Um morador e comerciante da rua, que pediu para não ter o nome
publicado, contou que Oliveira era conhecido como pescador e caçador. Ele
costumava vender carne de animais silvestres e peixe para os vizinhos como “um
modo de sobrevivência”, disse o comerciante. Transportava a carne numa
“carroça”, como é chamada na região uma pequena carreta puxada por motocicleta.
Vendia pacu, anta, paca, sardinha, porco-do-mato. Quando ele voltava das
caçadas, disse o vizinho, os moradores ficavam sabendo pela passagem da
“carroça” na rua e se dirigiam à casa dele para comprar o material.

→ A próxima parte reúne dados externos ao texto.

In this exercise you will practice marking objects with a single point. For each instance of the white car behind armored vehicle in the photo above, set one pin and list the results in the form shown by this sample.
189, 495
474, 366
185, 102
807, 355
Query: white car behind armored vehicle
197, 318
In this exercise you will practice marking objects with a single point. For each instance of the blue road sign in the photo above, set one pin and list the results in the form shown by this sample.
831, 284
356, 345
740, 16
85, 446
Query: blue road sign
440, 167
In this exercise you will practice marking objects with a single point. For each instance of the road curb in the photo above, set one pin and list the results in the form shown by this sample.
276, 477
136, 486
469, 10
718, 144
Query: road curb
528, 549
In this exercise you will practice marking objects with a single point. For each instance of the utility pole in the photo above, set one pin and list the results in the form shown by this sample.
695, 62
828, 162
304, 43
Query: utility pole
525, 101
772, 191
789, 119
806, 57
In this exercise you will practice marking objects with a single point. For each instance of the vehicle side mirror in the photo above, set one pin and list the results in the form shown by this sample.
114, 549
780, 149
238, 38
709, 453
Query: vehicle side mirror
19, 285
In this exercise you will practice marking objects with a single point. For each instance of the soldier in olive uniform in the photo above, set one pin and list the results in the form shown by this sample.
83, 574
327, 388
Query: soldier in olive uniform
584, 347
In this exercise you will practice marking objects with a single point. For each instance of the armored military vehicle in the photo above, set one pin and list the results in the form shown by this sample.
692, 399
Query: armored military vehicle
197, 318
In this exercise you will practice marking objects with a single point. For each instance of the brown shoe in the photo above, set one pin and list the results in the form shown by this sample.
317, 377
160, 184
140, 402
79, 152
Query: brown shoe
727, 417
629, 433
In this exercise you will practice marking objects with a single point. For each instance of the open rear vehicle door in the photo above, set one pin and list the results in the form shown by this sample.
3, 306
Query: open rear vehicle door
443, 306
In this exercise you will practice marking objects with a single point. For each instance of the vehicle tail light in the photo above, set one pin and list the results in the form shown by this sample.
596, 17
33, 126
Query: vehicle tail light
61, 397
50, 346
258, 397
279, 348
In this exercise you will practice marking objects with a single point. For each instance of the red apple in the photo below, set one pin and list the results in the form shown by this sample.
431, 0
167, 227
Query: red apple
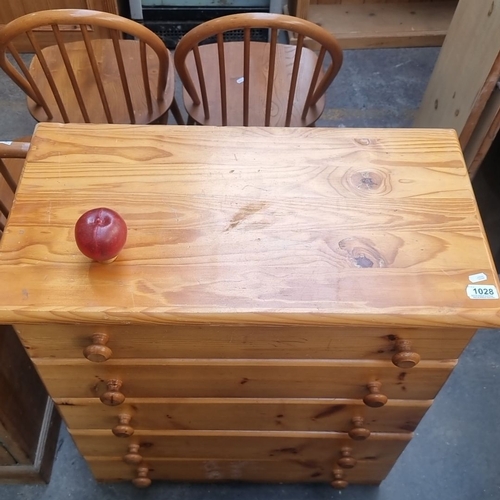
100, 234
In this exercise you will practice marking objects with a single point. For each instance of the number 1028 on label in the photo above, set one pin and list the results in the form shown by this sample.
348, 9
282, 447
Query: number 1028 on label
482, 292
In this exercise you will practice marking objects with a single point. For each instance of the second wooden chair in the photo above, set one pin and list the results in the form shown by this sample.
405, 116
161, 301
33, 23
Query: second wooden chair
101, 78
252, 82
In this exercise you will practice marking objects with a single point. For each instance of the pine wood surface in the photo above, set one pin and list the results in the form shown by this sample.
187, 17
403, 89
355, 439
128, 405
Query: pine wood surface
242, 378
199, 341
255, 445
248, 226
361, 24
244, 414
264, 471
457, 92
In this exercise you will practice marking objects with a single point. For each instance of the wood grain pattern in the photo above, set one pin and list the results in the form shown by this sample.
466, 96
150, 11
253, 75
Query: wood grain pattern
263, 471
242, 378
269, 223
251, 445
457, 92
244, 414
359, 24
257, 342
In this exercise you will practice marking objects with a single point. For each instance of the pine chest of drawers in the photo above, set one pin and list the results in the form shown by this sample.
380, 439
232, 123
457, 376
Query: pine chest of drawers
287, 306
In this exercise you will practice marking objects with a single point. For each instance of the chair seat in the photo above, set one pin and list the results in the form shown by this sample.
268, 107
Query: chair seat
113, 87
259, 63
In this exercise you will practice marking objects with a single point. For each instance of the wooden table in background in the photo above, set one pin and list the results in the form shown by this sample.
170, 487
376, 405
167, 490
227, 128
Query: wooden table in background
277, 287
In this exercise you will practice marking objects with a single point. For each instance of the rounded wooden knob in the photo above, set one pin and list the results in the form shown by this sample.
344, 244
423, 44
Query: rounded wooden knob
375, 399
123, 429
346, 460
405, 357
97, 352
132, 457
339, 482
358, 432
142, 480
113, 396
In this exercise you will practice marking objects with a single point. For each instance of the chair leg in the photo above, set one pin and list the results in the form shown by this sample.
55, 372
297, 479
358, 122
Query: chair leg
176, 112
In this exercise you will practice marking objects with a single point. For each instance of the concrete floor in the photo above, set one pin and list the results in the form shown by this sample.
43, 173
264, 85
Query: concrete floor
454, 454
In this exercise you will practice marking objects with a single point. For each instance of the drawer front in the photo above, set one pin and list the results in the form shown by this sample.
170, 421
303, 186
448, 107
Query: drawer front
249, 445
245, 414
242, 378
146, 341
263, 471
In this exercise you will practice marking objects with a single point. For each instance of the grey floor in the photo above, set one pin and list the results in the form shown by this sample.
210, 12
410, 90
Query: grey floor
455, 451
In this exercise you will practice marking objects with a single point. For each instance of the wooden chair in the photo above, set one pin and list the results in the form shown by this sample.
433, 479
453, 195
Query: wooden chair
256, 83
103, 78
12, 156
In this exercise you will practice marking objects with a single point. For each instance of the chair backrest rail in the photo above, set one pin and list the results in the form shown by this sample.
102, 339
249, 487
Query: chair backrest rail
314, 82
145, 76
123, 76
71, 73
246, 76
270, 76
201, 79
293, 79
88, 93
299, 92
96, 72
48, 75
222, 75
32, 89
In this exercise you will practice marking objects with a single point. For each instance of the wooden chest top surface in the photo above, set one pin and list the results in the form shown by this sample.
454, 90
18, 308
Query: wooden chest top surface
249, 225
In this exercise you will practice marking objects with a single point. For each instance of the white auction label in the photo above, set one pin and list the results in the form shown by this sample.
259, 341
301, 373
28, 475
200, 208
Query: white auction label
482, 292
476, 278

Ruas no centro de Benjamin
Constant e Cidade Nova, onde vivem familiares de Oliveira - foto: Reportagem Agência Pública
Nas caçadas, disse o vizinho,
Oliveira usava espingarda e armadilhas com pólvora e chumbo que são montadas na
mata e acionadas pela passagem do animal. O vizinho disse que não esperava a
prisão e que não acredita que Oliveira tenha cometido crime contra Bruno
Pereira e Dom Phillips porque “era pacato, tranquilo”. Disse que Oliveira tinha
uma espingarda, mas não a exibia na rua ou em bares. Disse ainda que nunca viu
Oliveira com um fuzil — a polícia disse ter apreendido com ele uma munição de
fuzil.
Ruas no centro de Benjamin Constant e Cidade Nova, onde vivem familiares de Oliveira - foto: Reportagem Agência Pública
A Agência Pública ouviu
de outros moradores que é comum na cidade a venda, inclusive em barracas
instaladas a céu aberto em determinados pontos, de animais silvestres abatidos
na região. Essa cena parece ter sumido nos últimos dias devido à presença de
policiamento nos rios à procura dos desaparecidos.

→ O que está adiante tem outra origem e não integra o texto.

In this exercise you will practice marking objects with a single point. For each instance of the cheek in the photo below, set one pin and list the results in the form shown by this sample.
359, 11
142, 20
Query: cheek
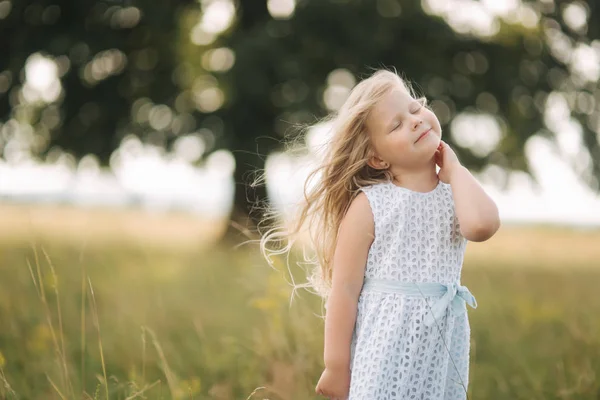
400, 140
432, 119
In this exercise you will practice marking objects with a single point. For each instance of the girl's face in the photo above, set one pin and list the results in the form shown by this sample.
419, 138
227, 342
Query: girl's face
404, 133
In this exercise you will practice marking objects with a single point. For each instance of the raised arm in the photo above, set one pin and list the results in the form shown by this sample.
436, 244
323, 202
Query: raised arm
476, 211
356, 233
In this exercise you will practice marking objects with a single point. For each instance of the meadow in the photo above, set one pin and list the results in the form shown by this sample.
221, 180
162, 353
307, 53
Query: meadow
127, 305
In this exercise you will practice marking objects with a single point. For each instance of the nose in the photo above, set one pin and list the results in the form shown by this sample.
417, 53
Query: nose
417, 122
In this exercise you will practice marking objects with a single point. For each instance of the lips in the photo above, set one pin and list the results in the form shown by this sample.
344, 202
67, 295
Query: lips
423, 134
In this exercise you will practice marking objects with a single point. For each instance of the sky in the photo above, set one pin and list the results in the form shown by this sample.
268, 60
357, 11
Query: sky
148, 177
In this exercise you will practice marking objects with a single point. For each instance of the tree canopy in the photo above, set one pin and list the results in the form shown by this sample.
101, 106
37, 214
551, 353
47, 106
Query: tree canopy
237, 75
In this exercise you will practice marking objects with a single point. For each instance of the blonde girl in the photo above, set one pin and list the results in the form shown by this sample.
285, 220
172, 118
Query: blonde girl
389, 232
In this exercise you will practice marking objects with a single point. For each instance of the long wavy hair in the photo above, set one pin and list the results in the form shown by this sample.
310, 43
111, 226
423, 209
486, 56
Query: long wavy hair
334, 182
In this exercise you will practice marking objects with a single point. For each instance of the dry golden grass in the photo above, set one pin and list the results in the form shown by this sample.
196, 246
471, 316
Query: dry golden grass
139, 304
106, 226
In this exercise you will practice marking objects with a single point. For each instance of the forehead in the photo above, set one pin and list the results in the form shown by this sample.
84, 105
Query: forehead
390, 105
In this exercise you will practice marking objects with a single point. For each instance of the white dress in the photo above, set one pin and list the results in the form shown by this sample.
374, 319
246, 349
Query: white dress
394, 354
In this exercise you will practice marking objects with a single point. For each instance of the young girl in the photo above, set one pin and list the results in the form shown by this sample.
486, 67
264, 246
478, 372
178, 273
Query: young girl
389, 234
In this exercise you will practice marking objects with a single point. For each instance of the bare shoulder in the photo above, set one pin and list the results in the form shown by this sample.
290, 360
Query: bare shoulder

Ruas no centro de Benjamin Constant e Cidade Nova, onde vivem familiares de Oliveira - foto: Reportagem Agência Pública
Na casa indicada por Oliveira moram o
pai, Otávio Oliveira dos Santos, e a madrasta, que disse se chamar Saíra. Ela
afirmou que seu marido viajou há dois dias para Atalaia do Norte — que fica a
cerca de 40 minutos de carro de Benjamin Constant — a fim de acompanhar a
situação do filho preso. Segundo Saíra, ela não consegue contato telefônico com
o marido porque a telefonia na região está muito ruim. Ela disse que está
casada há oito anos com Otávio e indicou a vizinha ao lado, que se identificou
como Maria, como uma “comadre” que poderia falar mais sobre Oliveira.

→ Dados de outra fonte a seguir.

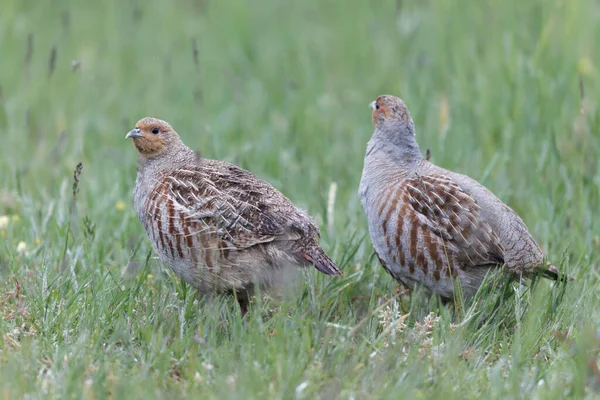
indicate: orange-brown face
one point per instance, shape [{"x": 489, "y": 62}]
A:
[
  {"x": 150, "y": 136},
  {"x": 389, "y": 107}
]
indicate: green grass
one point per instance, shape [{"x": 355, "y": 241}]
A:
[{"x": 282, "y": 88}]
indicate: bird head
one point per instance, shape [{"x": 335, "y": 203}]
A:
[
  {"x": 389, "y": 108},
  {"x": 151, "y": 136},
  {"x": 394, "y": 129}
]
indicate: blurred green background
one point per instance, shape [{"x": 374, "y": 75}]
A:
[{"x": 505, "y": 92}]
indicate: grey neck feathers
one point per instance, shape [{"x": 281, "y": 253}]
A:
[
  {"x": 176, "y": 154},
  {"x": 394, "y": 141}
]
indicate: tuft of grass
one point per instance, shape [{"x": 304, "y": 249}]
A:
[{"x": 502, "y": 91}]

Maria disse que ficou surpresa com a
notícia da prisão e que conhece Oliveira há 10 anos como sua vizinha mais
próxima. “A gente não acredita, parece um sonho, um pesadelo”, disse Maria. Ela
afirmou não ter nenhuma informação sobre Oliveira ter sofrido violência
policial porque só sabe “o que está saindo no jornal” das emissoras de
televisão.
O Jornal O Globo noticiou que
uma testemunha considerada chave na investigação teria afirmado que o suspeito
seria conhecido por ser “muito perigoso” e havia prometido “acertar contas” e
“trocar tiros” com Bruno Pereira. Além disso, a testemunha teria dito que viu
Amarildo carregar uma espingarda e fazer um cinto de munições e cartuchos
pouco depois que o indigenista Bruno Pereira e o jornalista inglês Dom Phillips
deixaram a comunidade São Rafael com destino à Atalaia do Norte, na manhã do
último domingo.
Segundo noticiou o G1 Amazonas, as buscas pelo indigenista Bruno Pereira e pelo jornalista britânico Dom Phillips passaram a se concentrar em uma área abaixo da “Comunidade Cachoeira”, em Atalaia do Norte. Voluntários disseram às equipes de busca que encontraram sinais de escavação às margens do Rio Itacoaí, local onde Bruno Pereira e Dom Philips foram vistos navegando.